Bu karmaşa arasında aldığı ilacın etkisiyle ne uyuyan ne de duran Kerim ve en önemlisi hastalanmak üzere olduğunu sandığım, beri yandan sıkıntıdan patlamak üzere olan Selim vardı bir de. Sabah uyanır uyanmaz mızmızlanmaya başlamış, kahvaltı yapmamak için üstün bir direnç göstermiş, ay karnım ağrıyor, ay midem bulanıyor, ay kusacağım diyerek iyice endişeye sevk ediyordu beni. Ayrıca  "Anne, babam ne zaman gelicek, Anne Saliş (teyze) gelicek mi?, Anne benimle biraz oyun oynar mısın?, Anne dışarı çıkmaya, biraz hava almaya ihtiyacım var, Anne bana bilgisayarda oyun açar mısın, -20 saniye sonra- Anne, bilgisayardan sıkıldım bana çizgi film açar mısın? -20 saniye sonra- Anne, çizgi filmden sıkıldım bana bilmem ne oyuncağımı verir misin?, Anne hamur, Anne makas, Anne kağıt..."derken Anne deliriverdi. "Bir daha bana mıymıy yaparak gelmeeee, benden bir şey isteme! 2 sn sonra başka bir şey isteyip duruyorsun, sıkıldıysan sıkıldın, ben de çok sıkılıyorum, senin isteklerine kapalıyım, isteme birşey benden, istemeeea" diye delirdiğim an Selim işin vehametini anlayıp hemen ortadan kayboldu. Odasına çekildi her zamanki gibi sakinleşmemi bekledi. Sakinleşince benzeri replikler yeniden tekrarlandı durdu gün boyu.

Şimdi gene gece oldu, ortalık sakinleşti ve buna mukabil görüşüm nispeten açıklık kazandı, bulutlar aralandı. Günün muhasebesi başladı; içimi bir burukluk kapladı haliyle. Selim'e gene hiç vakit ayırmadım. Selim'e gene hiç vakit ayırmadım. Selim'e gene hiç vakit ayırmadım. Gündüz ki karmaşanın, hay-huyun içinde harcandı gitti gene koca bir gün ve Selim yapayalnızdı. Üstelik hastalanmak üzere sanırım, mıymıylanmaları, yemek yememe hali, inatçılığı, devamlı yatar vaziyette oluşu hep hastalık alametleri. Yetmezmiş gibi azarlayıp durdum çocuğu. Ona boyuna çıkıştığım sıralarda teyzesinden gelen telefona cankurtaran misali sarılmış;  "Saliş bugün buraya gelebilir misin? Tabii eğer işin yoksa... Ama çok ama çok sıkılıyorum, benimle oynayacak hiç kimse yok, babam haftalardır yok" diyen sesi şimdi daha net yankılanıyor zihnimde. Bu konuşmaları duyup da  nasıl irkilmedim, nasıl silkelenmedim delirme halimden bilemiyorum. Ve gene vicdan azabından kahroluyorum.

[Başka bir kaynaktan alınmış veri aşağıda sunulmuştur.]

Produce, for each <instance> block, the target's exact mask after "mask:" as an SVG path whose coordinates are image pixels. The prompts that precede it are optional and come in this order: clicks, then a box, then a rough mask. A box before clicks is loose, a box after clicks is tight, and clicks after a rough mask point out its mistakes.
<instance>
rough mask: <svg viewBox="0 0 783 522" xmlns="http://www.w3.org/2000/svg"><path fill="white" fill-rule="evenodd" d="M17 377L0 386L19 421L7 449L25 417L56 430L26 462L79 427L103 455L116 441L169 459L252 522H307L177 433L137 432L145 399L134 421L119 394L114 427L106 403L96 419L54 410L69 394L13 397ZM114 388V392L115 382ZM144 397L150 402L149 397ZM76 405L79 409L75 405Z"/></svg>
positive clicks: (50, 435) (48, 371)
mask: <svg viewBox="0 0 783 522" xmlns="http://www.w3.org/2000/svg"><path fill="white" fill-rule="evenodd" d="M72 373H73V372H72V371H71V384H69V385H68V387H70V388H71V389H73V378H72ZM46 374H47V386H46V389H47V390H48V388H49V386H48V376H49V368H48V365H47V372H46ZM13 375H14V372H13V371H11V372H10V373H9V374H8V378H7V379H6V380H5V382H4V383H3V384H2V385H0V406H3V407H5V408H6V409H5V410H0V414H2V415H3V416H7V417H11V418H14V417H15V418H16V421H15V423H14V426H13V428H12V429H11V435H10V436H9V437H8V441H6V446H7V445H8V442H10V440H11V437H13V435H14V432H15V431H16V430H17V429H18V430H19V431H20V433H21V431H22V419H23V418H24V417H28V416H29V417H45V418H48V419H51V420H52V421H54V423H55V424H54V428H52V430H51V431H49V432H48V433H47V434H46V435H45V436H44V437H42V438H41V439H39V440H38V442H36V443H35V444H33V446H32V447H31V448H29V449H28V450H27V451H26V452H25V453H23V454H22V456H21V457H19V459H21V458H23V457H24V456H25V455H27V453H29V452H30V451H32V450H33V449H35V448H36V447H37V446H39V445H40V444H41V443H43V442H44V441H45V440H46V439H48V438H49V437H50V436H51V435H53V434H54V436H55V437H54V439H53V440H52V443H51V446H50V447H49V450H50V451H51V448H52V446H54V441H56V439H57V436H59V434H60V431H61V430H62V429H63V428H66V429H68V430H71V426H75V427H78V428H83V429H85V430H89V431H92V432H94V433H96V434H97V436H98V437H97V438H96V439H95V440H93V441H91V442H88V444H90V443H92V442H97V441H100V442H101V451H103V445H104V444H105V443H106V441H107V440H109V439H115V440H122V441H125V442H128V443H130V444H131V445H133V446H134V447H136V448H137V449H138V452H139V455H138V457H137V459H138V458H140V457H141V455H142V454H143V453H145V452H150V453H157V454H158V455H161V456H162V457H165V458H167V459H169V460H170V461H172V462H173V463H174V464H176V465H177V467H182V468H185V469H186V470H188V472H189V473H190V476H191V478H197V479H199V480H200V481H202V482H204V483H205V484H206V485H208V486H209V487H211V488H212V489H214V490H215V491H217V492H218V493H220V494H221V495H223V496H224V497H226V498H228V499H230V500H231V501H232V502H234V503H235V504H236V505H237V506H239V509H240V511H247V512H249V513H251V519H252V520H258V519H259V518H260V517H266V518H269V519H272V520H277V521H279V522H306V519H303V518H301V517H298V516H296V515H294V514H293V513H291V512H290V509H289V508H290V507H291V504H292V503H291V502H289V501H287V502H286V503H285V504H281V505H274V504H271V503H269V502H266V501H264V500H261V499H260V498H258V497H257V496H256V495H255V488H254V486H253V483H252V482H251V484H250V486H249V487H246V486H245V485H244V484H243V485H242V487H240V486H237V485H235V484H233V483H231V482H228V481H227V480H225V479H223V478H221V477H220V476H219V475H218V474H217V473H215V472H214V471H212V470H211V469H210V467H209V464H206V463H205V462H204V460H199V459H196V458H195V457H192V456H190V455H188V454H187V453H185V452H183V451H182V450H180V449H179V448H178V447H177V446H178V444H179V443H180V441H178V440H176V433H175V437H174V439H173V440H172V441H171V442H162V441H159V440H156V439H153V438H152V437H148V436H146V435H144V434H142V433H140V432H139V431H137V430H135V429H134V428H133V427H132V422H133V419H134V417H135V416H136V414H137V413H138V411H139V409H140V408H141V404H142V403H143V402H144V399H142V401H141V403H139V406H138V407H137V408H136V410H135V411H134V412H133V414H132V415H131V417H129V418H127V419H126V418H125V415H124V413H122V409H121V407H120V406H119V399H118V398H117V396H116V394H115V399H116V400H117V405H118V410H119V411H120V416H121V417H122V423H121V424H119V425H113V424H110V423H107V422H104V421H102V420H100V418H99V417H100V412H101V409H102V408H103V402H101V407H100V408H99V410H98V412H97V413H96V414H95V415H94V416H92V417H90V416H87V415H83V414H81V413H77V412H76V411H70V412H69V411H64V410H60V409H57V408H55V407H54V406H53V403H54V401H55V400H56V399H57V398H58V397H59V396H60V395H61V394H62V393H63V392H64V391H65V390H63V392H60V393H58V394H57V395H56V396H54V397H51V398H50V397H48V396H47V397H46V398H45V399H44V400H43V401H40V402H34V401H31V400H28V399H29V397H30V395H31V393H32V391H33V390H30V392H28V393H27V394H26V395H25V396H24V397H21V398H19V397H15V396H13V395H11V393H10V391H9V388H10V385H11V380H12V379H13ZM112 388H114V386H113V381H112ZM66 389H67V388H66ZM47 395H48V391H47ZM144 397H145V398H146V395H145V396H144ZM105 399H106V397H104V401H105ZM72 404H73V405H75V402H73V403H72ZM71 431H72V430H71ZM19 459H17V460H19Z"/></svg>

"Ah Selim, Canım Bilimsel Selim..." gene anlaşılamadığın bir gün yaşadın annenin delilikleri arasında.

7 yorum:

öznur-ata dedi ki...

ne yapalım oluyor işte arasıra :(sonra da aynen vicdan azabı :((geçmiş olsun benimkinin de ateşi var..umarım dişi yüzündendir..sevgiler

Neslihan Toker dedi ki...

iki çocuk çok zor haliyle, bir de ev hanımlığı off of.
ben de tam tersiyim, her şeyimi kızıma veriyorum.
kendime ayırdığım vakit sadece wc ve yıkanmaktan ibaret. eşime hiç. evime eh işte. her anımı kızımla geçirip, oyun oynayıp resim yapıyorum. ikisi de fazla galiba. ben de dengeyi bulmaya çalışıyorum şimdi.
sevgiler...
www.anneleringunlugu.com

Deli Anne dedi ki...

Selam öznur, size de geçmiş olsun. Selim bir iyi bir kötü gidip geliyor, çok şükür kötüleşmedi pek. Ata da iyidir umarım. sevgiler

Deli Anne dedi ki...

Neslihan, bravo ne diyeyim.. ilkinde bol bol vakit ayırabiliyorsunuz çocuga da ikincide ı-ıh. Anneye de bir gevşeme geliyor sanırım. hem iyi hem kötü bu da. iyi tarafı çocuklar daha rahat büyüyor, kötü tarafı daha az ilgi görüyorlar. Sevgiler size de.

aslı dedi ki...

Güzel bir blogunuz var. sayfalarda kayboldum.

Deli Anne dedi ki...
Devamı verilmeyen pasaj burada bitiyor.